И, опомнившись, тут же поправился:
— Простите, я забыл, что вы новичок при дворе… по крайней мере пока.
Но Вальвер не слушал Люиня; он был сражен известием, что у короля есть некий неведомый недруг.
— Но почему же Его Величество не отдает приказа о немедленном аресте этого человека?!
Король не проронил ни слова. Губы его были плотно сжаты, на лбу залегла горестная складка. Он слушал дворян, но на лице его читалась твердая решимость не вмешиваться в их беседу. Впрочем, он вовсе не собирался одергивать Люиня, который сделал весьма прозрачный намек на Кончини. Однако, несмотря на свое решение, король не смог удержаться, услышав искреннее возмущение Вальвера:
— Арестовать Кончини!.. Это гораздо проще сказать, чем сделать, сударь. Да и кто возьмется исполнить такой приказ?
Людовик показался Вальверу сильно напуганным, и юноша еще больше изумился. Не таким представлял он себе короля и уж во всяком случае ожидал от него совсем других слов. Однако, немного подумав, он сообразил, что король Франции еще совсем мальчик.

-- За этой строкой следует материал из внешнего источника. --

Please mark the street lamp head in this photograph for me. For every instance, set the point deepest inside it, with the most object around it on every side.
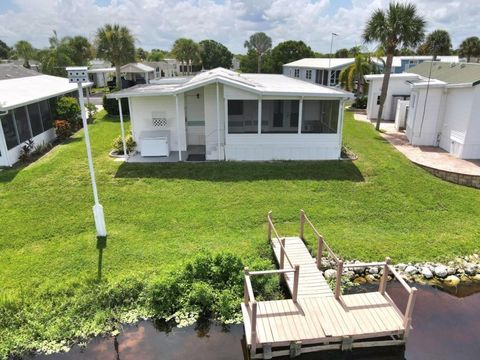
(77, 74)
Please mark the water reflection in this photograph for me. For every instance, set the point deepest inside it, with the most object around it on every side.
(445, 327)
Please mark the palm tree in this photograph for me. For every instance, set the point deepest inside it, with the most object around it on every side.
(470, 47)
(352, 77)
(186, 51)
(399, 26)
(115, 43)
(260, 43)
(24, 50)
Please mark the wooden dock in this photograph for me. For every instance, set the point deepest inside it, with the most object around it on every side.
(317, 318)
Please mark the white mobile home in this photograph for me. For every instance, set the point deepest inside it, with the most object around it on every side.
(234, 116)
(25, 111)
(443, 109)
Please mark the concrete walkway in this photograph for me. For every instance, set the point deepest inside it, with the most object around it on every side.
(427, 156)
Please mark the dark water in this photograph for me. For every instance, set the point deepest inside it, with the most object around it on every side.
(445, 327)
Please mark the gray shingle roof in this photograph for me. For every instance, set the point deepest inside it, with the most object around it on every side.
(451, 73)
(12, 71)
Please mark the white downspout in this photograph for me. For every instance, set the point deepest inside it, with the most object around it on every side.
(178, 129)
(300, 115)
(218, 123)
(122, 128)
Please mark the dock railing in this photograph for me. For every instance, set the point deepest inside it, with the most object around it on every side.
(340, 266)
(283, 256)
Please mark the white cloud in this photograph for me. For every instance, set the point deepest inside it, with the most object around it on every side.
(157, 23)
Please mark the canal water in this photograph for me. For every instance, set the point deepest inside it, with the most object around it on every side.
(446, 325)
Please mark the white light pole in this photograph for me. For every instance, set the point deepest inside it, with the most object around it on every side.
(79, 75)
(330, 58)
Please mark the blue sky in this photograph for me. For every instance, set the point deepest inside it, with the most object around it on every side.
(157, 23)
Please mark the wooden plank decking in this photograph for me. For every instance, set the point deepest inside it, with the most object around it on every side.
(317, 317)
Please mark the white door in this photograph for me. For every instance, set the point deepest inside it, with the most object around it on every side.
(195, 117)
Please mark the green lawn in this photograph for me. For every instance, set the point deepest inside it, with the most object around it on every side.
(159, 215)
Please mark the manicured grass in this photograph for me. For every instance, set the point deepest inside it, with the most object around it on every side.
(160, 215)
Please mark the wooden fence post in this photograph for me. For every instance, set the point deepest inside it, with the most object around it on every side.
(296, 278)
(408, 312)
(269, 217)
(319, 252)
(338, 285)
(383, 282)
(253, 337)
(302, 223)
(282, 253)
(246, 297)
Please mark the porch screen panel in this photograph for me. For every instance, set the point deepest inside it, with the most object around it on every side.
(46, 115)
(280, 116)
(23, 126)
(242, 116)
(35, 119)
(9, 131)
(320, 116)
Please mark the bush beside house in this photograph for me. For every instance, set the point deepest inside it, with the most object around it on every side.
(111, 106)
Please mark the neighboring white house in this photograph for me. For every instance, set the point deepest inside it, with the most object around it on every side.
(443, 110)
(138, 73)
(320, 70)
(234, 116)
(25, 111)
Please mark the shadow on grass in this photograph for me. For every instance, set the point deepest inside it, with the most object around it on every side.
(245, 171)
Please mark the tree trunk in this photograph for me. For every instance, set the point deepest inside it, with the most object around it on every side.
(386, 78)
(118, 80)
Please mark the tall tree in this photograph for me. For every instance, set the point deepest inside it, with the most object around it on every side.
(25, 51)
(4, 50)
(342, 53)
(260, 43)
(399, 26)
(437, 43)
(80, 50)
(286, 52)
(352, 77)
(141, 55)
(470, 47)
(214, 54)
(186, 51)
(116, 44)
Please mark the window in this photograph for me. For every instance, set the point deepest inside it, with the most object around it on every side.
(23, 126)
(9, 131)
(242, 116)
(280, 116)
(46, 115)
(35, 119)
(320, 116)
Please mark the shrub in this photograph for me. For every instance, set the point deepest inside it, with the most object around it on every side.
(41, 149)
(111, 106)
(69, 110)
(62, 129)
(26, 150)
(118, 144)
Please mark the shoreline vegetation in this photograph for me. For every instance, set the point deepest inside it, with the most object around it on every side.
(160, 217)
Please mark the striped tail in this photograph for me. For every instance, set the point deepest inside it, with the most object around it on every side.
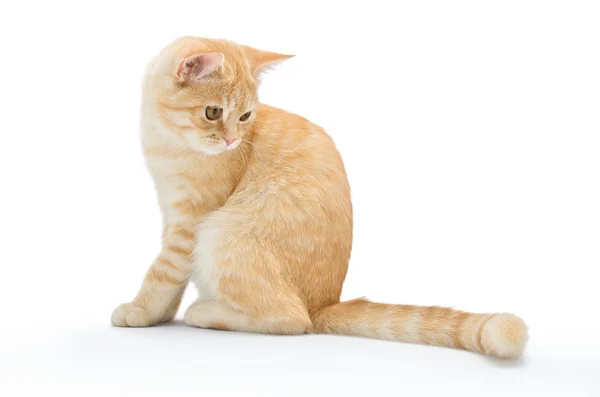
(498, 334)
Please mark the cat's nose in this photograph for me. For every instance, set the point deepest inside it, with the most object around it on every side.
(229, 141)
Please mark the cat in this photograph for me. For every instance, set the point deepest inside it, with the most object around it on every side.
(257, 213)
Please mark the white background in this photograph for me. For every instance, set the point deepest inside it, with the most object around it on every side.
(471, 135)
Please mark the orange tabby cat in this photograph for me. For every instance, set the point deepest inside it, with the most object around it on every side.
(257, 213)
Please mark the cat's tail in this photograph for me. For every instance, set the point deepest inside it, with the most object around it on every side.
(499, 334)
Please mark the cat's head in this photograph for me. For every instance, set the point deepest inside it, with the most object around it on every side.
(207, 91)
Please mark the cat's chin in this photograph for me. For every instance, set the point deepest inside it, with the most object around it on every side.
(210, 151)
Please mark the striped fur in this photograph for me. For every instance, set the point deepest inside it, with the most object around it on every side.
(257, 213)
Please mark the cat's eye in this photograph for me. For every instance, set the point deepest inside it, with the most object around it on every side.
(213, 113)
(245, 116)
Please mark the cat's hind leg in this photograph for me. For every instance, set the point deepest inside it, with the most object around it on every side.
(221, 316)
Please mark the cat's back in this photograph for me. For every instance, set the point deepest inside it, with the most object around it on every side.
(290, 142)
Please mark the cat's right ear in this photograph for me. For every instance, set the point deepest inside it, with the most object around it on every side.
(199, 67)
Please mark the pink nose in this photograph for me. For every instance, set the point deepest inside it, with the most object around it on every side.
(230, 141)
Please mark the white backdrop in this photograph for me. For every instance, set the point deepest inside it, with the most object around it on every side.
(471, 135)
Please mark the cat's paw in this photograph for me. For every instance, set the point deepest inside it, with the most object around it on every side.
(128, 315)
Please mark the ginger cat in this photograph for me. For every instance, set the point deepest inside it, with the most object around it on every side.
(257, 213)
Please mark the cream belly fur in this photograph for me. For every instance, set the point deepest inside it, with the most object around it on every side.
(257, 214)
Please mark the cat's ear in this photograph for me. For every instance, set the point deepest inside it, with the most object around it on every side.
(199, 66)
(261, 61)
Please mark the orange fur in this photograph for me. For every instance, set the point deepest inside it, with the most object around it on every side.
(264, 226)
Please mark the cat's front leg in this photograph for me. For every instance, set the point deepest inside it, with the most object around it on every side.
(164, 283)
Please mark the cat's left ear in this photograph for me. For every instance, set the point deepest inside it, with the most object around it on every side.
(200, 66)
(261, 61)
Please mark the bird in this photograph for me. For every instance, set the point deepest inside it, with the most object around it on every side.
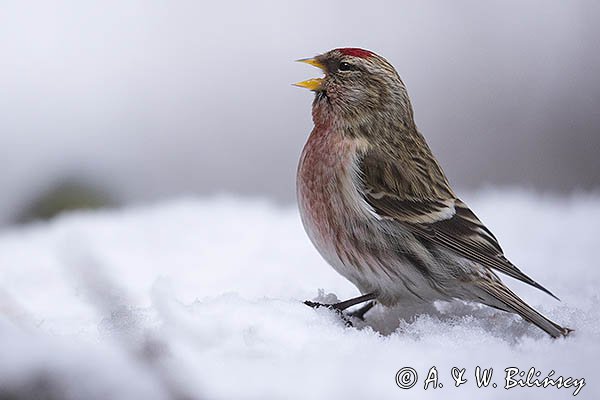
(378, 207)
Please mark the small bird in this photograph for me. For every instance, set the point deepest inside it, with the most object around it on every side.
(377, 205)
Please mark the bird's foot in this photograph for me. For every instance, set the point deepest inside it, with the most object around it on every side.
(342, 305)
(360, 313)
(334, 307)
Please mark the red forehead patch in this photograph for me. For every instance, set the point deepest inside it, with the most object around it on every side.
(356, 52)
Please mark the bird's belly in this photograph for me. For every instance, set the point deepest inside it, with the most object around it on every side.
(351, 240)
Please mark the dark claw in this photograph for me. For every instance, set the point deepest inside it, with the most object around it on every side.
(343, 316)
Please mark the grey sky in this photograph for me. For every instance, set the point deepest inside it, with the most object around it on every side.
(158, 99)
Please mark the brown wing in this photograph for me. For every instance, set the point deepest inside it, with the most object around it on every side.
(425, 205)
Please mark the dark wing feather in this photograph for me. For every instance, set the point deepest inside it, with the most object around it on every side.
(433, 212)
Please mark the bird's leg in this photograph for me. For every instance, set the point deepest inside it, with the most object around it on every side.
(360, 313)
(342, 305)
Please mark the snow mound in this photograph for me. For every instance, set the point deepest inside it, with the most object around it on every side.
(203, 299)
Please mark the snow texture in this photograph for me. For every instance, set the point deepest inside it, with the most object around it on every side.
(202, 299)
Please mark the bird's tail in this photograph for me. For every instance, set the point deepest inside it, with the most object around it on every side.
(504, 299)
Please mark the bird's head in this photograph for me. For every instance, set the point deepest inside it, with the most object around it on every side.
(359, 86)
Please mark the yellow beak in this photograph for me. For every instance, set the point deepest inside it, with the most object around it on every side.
(314, 83)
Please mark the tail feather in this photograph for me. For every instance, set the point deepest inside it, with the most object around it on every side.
(504, 299)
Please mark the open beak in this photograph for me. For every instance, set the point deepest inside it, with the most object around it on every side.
(313, 84)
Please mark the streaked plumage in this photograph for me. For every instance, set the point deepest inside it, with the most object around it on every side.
(378, 206)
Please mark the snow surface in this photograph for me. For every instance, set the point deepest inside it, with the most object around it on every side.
(201, 298)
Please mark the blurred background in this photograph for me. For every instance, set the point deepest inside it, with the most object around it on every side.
(111, 103)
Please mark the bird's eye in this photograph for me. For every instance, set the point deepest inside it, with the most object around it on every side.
(344, 66)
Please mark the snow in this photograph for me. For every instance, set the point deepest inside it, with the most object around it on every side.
(202, 298)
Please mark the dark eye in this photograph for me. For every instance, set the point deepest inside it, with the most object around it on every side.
(344, 66)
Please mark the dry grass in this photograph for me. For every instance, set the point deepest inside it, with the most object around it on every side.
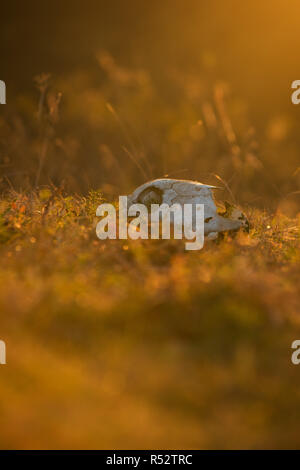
(140, 344)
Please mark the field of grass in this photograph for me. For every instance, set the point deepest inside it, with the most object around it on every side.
(140, 344)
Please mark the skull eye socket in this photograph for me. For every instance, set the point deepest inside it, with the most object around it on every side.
(150, 196)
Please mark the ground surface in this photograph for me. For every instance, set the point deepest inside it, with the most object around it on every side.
(130, 344)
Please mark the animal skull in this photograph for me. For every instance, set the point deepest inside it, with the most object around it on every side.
(172, 191)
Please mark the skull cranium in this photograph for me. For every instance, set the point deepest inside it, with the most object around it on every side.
(173, 191)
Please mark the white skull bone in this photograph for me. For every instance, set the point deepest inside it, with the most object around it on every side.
(173, 191)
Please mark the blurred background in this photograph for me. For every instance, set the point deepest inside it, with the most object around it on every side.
(107, 94)
(132, 344)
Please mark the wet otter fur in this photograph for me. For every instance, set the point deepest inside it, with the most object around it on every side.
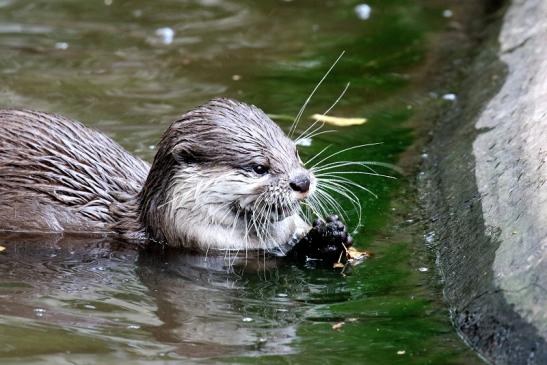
(224, 177)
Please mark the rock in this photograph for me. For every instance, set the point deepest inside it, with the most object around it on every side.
(486, 183)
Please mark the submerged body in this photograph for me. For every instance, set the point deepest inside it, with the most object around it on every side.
(224, 177)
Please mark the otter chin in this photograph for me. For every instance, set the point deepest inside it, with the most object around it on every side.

«Ах, бедный малыш! — подумал он с нежной жалостью. — Он, наверное, пока не знает, что король повелевает всеми, что он — единственный человек в государстве, которому никто не смеет перечить. Черт побери, надо втолковать малышу его права! Надо подбодрить его!..»
И с неподражаемым спокойствием Одэ громко произнес:
— А, так вы изволите говорить об этом мошеннике-итальянце?.. Но, да простит меня Господь, неужели король имел в виду именно его, когда уверял, что никто не посмеет поднять руку на этого мошенника… даже по приказу нашего государя?